Músicas aleatorias

27 06 2013

Ahora que los días parecen una reunión de concéntricos vacíos, conviene llenarlos de música. Uno cree en la posibilidad de que las canciones determinen cómo será el día; o al menos que puedan interceder en nuestro favor, si fuera posible. El primer sonido de la mañana tendría, así, una relevancia fundamental, un peso decisivo en la arquitectura de las horas; como el primer pensamiento; como la primera luz; como el primer paso cuando uno ingresa en la mañana. Algunos se santiguan, encomendados a la Providencia en su tentativa de regreso; todo consiste apenas en regresar, cada vez, poder regresar al punto de partida y quedar autorizados a un nuevo comienzo. Ante tal tesitura, no exenta de peligros evidentes y de otros, muchos más, ignorados, podríamos dirigirnos al reproductor y elegir un tema conveniente, seguro como una oración, inapelable en su facilidad para disponernos de cara a lo que viene, viento a favor, todo de nuestro lado. Pero entonces, anulado el peligro con el que jugamos cada segundo de respiración, no habría lugar para el sortilegio, que también incluye el riesgo de la equivocación, del paso en falso, de que suene algo indeseable: hay que enfrentarse al abismo relativo de cada día en modo aleatorio y aguardar. Vivir con el botón del shuffle prendido.

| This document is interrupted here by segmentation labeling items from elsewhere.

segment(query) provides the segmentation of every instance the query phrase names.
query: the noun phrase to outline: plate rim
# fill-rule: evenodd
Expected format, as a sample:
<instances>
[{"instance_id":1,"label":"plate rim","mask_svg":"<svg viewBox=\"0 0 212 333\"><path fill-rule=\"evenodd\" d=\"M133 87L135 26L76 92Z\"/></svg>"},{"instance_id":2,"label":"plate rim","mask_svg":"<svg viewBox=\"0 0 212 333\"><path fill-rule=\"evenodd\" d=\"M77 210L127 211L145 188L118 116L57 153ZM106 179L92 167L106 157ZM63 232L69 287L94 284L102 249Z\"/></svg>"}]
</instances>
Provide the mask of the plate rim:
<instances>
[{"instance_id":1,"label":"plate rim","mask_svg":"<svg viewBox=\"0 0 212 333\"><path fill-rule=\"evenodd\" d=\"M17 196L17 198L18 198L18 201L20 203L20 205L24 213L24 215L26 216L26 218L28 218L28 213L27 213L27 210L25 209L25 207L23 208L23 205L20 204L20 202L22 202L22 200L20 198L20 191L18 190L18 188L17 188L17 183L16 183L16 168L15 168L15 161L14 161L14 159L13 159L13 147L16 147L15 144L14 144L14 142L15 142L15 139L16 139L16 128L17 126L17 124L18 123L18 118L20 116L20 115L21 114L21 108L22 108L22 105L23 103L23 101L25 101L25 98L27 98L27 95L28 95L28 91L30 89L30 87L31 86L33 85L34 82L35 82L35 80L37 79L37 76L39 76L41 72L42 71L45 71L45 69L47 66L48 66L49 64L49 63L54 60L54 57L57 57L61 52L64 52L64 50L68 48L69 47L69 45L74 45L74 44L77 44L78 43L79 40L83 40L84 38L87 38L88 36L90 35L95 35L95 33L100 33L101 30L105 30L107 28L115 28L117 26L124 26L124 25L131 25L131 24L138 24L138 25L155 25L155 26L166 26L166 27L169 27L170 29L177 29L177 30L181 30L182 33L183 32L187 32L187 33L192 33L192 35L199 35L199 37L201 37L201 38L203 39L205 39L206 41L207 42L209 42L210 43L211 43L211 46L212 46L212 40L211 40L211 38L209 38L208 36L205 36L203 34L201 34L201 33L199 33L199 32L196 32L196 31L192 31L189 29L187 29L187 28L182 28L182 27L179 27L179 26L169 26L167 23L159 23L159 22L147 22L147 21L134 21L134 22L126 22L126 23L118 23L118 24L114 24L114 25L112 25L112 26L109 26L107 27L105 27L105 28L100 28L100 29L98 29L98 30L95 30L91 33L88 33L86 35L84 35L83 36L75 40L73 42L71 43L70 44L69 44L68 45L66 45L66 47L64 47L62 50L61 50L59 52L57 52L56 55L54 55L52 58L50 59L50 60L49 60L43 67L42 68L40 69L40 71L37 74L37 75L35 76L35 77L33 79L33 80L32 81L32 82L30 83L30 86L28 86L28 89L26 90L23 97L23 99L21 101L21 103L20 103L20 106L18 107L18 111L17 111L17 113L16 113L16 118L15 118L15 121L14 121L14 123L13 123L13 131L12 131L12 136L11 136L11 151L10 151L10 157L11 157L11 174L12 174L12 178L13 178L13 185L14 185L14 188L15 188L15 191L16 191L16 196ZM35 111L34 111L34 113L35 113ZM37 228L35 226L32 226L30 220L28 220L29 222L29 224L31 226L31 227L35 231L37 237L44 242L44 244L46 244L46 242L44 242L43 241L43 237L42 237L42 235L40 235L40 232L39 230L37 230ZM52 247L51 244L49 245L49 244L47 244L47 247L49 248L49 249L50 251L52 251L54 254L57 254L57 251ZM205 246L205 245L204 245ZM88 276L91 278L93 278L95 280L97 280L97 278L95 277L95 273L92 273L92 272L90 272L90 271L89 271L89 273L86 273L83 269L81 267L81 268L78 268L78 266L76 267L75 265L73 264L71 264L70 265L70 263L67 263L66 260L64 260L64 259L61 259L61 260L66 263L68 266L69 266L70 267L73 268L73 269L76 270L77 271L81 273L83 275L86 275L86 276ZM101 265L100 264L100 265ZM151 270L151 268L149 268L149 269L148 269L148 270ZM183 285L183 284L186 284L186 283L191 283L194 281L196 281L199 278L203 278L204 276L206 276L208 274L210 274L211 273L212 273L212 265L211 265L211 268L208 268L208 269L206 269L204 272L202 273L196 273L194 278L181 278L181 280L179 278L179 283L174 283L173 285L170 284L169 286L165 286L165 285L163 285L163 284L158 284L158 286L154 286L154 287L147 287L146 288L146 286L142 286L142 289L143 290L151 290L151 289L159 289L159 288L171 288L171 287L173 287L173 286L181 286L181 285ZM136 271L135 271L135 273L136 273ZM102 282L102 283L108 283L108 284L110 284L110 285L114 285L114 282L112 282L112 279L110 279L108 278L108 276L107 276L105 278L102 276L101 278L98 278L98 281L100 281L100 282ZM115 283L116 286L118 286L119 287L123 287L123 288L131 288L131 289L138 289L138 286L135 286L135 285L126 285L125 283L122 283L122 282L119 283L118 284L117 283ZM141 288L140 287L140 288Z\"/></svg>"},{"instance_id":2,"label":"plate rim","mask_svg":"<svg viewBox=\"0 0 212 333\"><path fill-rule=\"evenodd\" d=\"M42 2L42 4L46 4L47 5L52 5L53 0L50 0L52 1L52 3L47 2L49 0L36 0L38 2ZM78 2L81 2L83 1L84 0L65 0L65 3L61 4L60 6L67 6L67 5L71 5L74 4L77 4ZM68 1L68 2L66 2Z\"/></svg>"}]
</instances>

A falta de cualquier otra posteridad, hemos resuelto acoger en listas etéreas la sustancia de cada jornada, las músicas (al menos una selección de ellas) que nos enmarcan y nos llevan por las horas. Las primeras y las que siguen. Hoy no fue un mal día. Fue al menos diverso. Fue al menos algo más sereno que la honda pesadumbre del anterior, tan concreta, tan empeñada en recordarnos la artificialidad de tantas cosas y la espesa certeza de otras: el peso de la renuncia, de la imposibilidad. La oquedad tremenda del espacio físico. La distancia. La muchedumbre del tiempo cuando la cuenta atrás se anuncia insoportablemente larga. Hay que esperar y seguir viviendo. Europe, de Allo Darlin’, y luego algo de rock progresivo (Mogwai, Do Make Say Think), la inevitabilidad estadística de Wilco (The Late Greats), algo de funky en un paseo bajo el sol, pensando en Nassau, Rubber Bullets de un clásico recuperado en una emisora (10cc), y la rabiosa melancolía que siempre acecha en Manic Street Preachers: “Cada día vivido como una mentira / La vida se vende barata… siempre, siempre, siempre”. El 26 de junio sólo fue un día. Sonó así.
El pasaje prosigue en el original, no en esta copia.